The Rechargeable Battery Recycling Program, a non-profit public service organization, recycles four kinds of rechargeable batteries: nickel-cadmium, nickel metal hydride, lithium ion, and small-sealed lead. They’ll also accept small electronics, like cell phones, for recycling. Find a collection point in your area at http://www.call2recycle.org/

Ordinary non-rechargeable alkaline batteries have recycling potential, though not to the same degree as the other dry cell batteries. NEMA has questioned the necessity and cost effectiveness of recycling these batteries, citing “the low toxicity of the battery materials (e.g. steel, zinc, and manganese); the total energy requirements and environmental impacts associated with the collection, transport, and recycling of the batteries; the amount and value of the metals recovered; and the overall cost.”

Nonetheless, biodegradable plastics manufacturer Perf Go Green, has unveiled a non-rechargeable alkaline battery that comes with a free recycling arrangement (see http://perfgogreen.com/perfpower.html). PerfPower batteries will be recycled through Battery Solutions, a Michigan-based company that also recycles all types of batteries for a fee through their iRecycle program (see http://www.batteryrecycling.com/residential).

Battery Solutions spokesperson, Justin Jungman, acknowledged that it’s costly to recycle batteries, which is why the company charges for the service. Jungman pointed out that several states have banned batteries from the waste stream, increasing the necessity for battery recycling services. He also said that recycled alkaline batteries have been made into low-grade steel products such as construction rebar. Individuals can pay $34.50 for a postage-paid box large enough to send in 12 pounds, an average year’s worth of household battery waste, and small electronics to Battery Solutions, where they will be sorted by chemical type and sent to the appropriate facilities for recycling.

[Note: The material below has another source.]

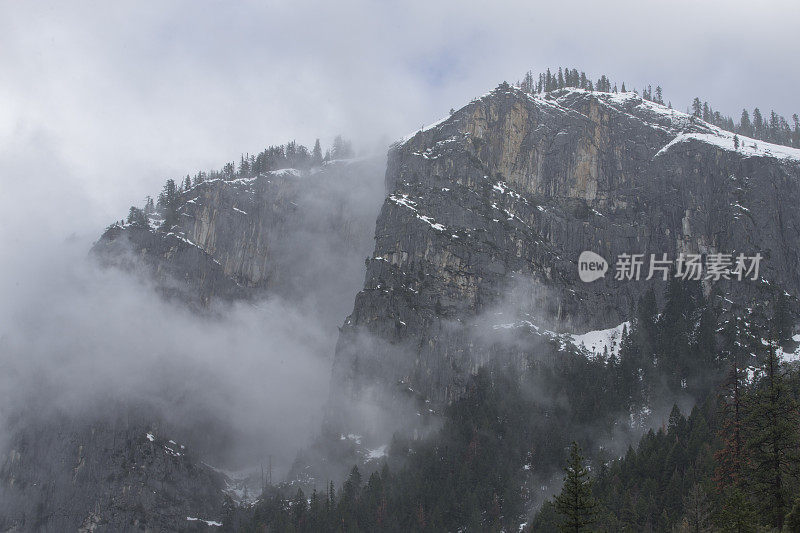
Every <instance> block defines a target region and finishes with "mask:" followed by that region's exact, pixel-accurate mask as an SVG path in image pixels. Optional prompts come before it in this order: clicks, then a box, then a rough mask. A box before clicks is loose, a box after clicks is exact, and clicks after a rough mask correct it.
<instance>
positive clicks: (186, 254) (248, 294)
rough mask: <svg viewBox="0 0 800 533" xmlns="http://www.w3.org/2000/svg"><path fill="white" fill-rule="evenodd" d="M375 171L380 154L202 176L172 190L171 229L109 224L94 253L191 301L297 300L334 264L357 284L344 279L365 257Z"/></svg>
mask: <svg viewBox="0 0 800 533" xmlns="http://www.w3.org/2000/svg"><path fill="white" fill-rule="evenodd" d="M383 169H384V160H383V158H380V157H378V158H366V159H361V160H343V161H332V162H329V163H326V164H325V165H324V166H323V167H321V168H318V169H313V170H311V171H310V172H300V171H298V170H295V169H285V170H278V171H273V172H269V173H266V174H261V175H258V176H255V177H252V178H243V179H234V180H222V179H218V180H211V181H206V182H203V183H200V184H198V185H196V186H194V187H192V188H191V189H189V190H187V191H185V192H182V193H181V194H180V197H179V200H178V207H177V215H178V222H177V224H176V225H175V226H173V227H172V228H170V229H169V231H159V230H157V229H156V227H157V226H158V224H159V223H160V222H161V221H160V220H159V219H157V218H154V219H153V220H151V224H150V227H149V228H144V227H141V226H137V225H132V224H125V225H124V226H120V225H114V226H111V227H110V228H109V229H108V230H106V232H105V233H104V234H103V236H102V237H101V239H100V240H99V241H98V242H97V243H96V244H95V246H94V248H93V251H94V252H95V253H96V255H97V256H98V257H100V259H101V260H102V261H103V262H104V263H106V264H108V265H116V266H122V267H124V268H128V269H130V268H142V267H144V270H146V271H147V277H154V278H155V279H156V280H157V283H158V285H159V287H160V288H161V289H162V291H163V292H164V293H166V294H168V295H172V296H177V297H179V298H181V299H183V300H186V301H188V302H190V303H191V304H193V305H195V306H197V307H207V306H208V305H209V304H210V302H211V301H213V300H215V299H216V300H222V301H232V300H240V299H252V298H256V297H258V296H264V295H269V294H274V295H280V296H283V297H287V298H298V297H302V295H303V294H304V293H305V292H307V291H308V288H309V286H310V285H312V286H314V287H318V286H320V285H321V284H320V281H319V279H320V277H322V276H324V270H323V267H324V265H325V264H326V263H328V265H329V266H333V265H335V268H333V269H329V275H330V272H332V273H333V277H334V279H337V278H341V277H342V276H346V280H345V279H337V281H339V282H340V283H339V284H338V285H340V284H341V283H344V282H348V284H349V285H352V286H358V285H360V280H358V281H355V282H353V281H351V280H352V279H353V278H354V276H357V277H360V276H361V272H362V270H363V266H362V265H363V263H362V261H363V257H365V256H367V255H368V254H369V248H370V247H371V244H370V240H371V228H372V225H373V223H374V216H375V211H374V207H373V206H376V205H377V204H378V202H379V196H378V195H380V194H381V193H380V191H379V190H378V188H377V187H375V186H374V183H376V180H375V177H376V176H379V175H380V174H382V173H383ZM354 258H355V261H354V260H353V259H354ZM354 283H355V285H354ZM333 285H334V286H338V285H337V284H336V283H333ZM343 314H344V312H340V313H339V314H338V316H337V319H336V321H337V322H340V321H341V316H342V315H343Z"/></svg>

One last option for reducing battery consumption is to seek out battery-free electronic devices. You’ll never have to worry that you won’t have emergency light and information with flash lights and radios you crank or shake to build an electric charge. For real efficiency, you can find combination battery-free radio/flashlight/nightlight and flashlight/cellphone chargers. “Automatic” or “kinetic” watches harness their wearer’s motion for power. There’s an innovative new battery-free cordless computer mouse on the market that uses radio frequency for power. And well-made solar-powered outdoor lights and calculators are reliable alternatives to those powered by batteries or a distant, coal-fired power plant.

With the wide availability of rechargeable batteries, battery-free products and recyclers that accept batteries, it is possible to eliminate batteries from the waste stream, saving consumers money in the process. Bottom line, reducing battery use and recharging and recycling batteries makes good environmental and economic sense.